How an art-school kid ended up at an aerospace company - Delaware


Jun. 30, 2017 11:35 am

How an art-school kid ended up at an aerospace company

DCAD grad Olivia Kwiatkowski is going to Pratt next year, but not before rebranding the Berwyn, Pa.-based Triumph Group.
A mock museum poster designed by Olivia Kwiatkowski.

A mock museum poster designed by Olivia Kwiatkowski.

(Image courtesy of Olivia Kwiatkowski)

Like many graduates of Delaware College of Art & Design, Olivia Kwiatkowski plans to continue her education at the Pratt Institute in New York City before heading full-on into a design career.

But this summer, the Class of 2017 graphic design grad is interning at Triumph Group, an aerospace company based in Berwyn, Pa.

Kwiatkowski is helping to rebrand the company’s visual identity, along with Triumph’s communications director, Michelle Long.

“I got the internship through the DCAD Co-op,” said Kwiatkowski. “They’ve been great.”

DCAD has played no small role in a continuing journey that began with her creative mother. “My mother was always involved in crafting and volunteer work, and she’d bring me along,” Kwiatkowski said. “Our neighbor did Chinese painting. I was always around creativity.

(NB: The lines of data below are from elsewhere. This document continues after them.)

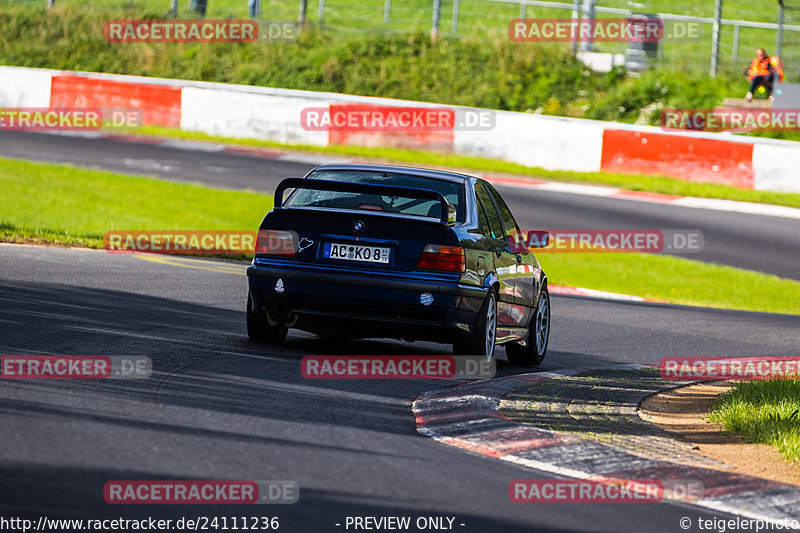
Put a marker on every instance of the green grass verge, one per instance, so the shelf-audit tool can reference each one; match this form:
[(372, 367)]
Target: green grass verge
[(765, 412), (632, 182), (64, 205), (674, 279)]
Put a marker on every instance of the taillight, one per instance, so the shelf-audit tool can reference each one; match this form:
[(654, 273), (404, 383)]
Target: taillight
[(439, 257), (276, 242)]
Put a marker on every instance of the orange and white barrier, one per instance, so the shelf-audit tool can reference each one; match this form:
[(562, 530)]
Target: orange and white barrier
[(552, 143)]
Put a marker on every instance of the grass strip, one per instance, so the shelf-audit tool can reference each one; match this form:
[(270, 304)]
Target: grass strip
[(766, 412), (59, 204), (480, 165), (48, 203)]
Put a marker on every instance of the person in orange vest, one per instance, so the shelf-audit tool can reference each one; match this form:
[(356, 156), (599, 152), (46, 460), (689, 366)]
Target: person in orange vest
[(762, 73)]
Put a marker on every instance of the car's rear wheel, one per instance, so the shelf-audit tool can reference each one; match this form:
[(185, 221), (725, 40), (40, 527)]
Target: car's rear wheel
[(482, 340), (532, 354), (258, 329)]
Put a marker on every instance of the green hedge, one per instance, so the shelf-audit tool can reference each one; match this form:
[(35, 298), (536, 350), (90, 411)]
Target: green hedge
[(490, 73)]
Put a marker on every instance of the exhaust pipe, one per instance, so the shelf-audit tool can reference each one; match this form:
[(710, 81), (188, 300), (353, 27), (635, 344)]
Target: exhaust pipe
[(278, 312)]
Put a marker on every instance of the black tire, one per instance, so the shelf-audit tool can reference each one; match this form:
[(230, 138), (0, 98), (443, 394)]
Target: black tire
[(532, 354), (259, 330), (482, 340)]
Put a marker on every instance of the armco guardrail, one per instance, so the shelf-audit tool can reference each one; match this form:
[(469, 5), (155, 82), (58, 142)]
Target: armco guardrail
[(553, 143)]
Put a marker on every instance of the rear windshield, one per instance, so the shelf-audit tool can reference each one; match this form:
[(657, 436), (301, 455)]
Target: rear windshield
[(452, 191)]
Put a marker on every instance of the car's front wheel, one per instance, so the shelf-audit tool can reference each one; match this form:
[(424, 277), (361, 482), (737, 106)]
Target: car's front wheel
[(532, 354), (482, 340), (258, 329)]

Then, in high school I was yearbook editor, and really enjoyed it, so I decided to go into graphic design.”

Olivia Kwiatkowski. (Courtesy photo)

Olivia Kwiatkowski. (Courtesy photo)

Graphic designers such as Kwiatkowski work primarily with computers these days, creating digital art, though she believes it’s still important to draft things by hand. “I use tablets a lot,” she said. “I love them, they’re like a bridge between hand drawing and technology.”

Even the fine art of illustration, Kwiatkowski’s other artistic passion, combines technology and old-fashioned hand drawing. “With illustration, the computer polishes hand work, making it presentable online. I love using the tablet for illustration, too.”

Before she returns to work, we ask her where she sees visual art, technology and herself in the future.

“I’m hoping digital art will be more accepted in the future,” she says. “It’s not some kind of shortcut, it’s a meticulous process. That intellectual process helps artists develop an identity.”

As for her own future, “I hope to experience different work environments, ideally with creative people in a creative atmosphere like a magazine — or books, creating book covers, that’s a dream. Mostly, I hope to be in a place where they value art.”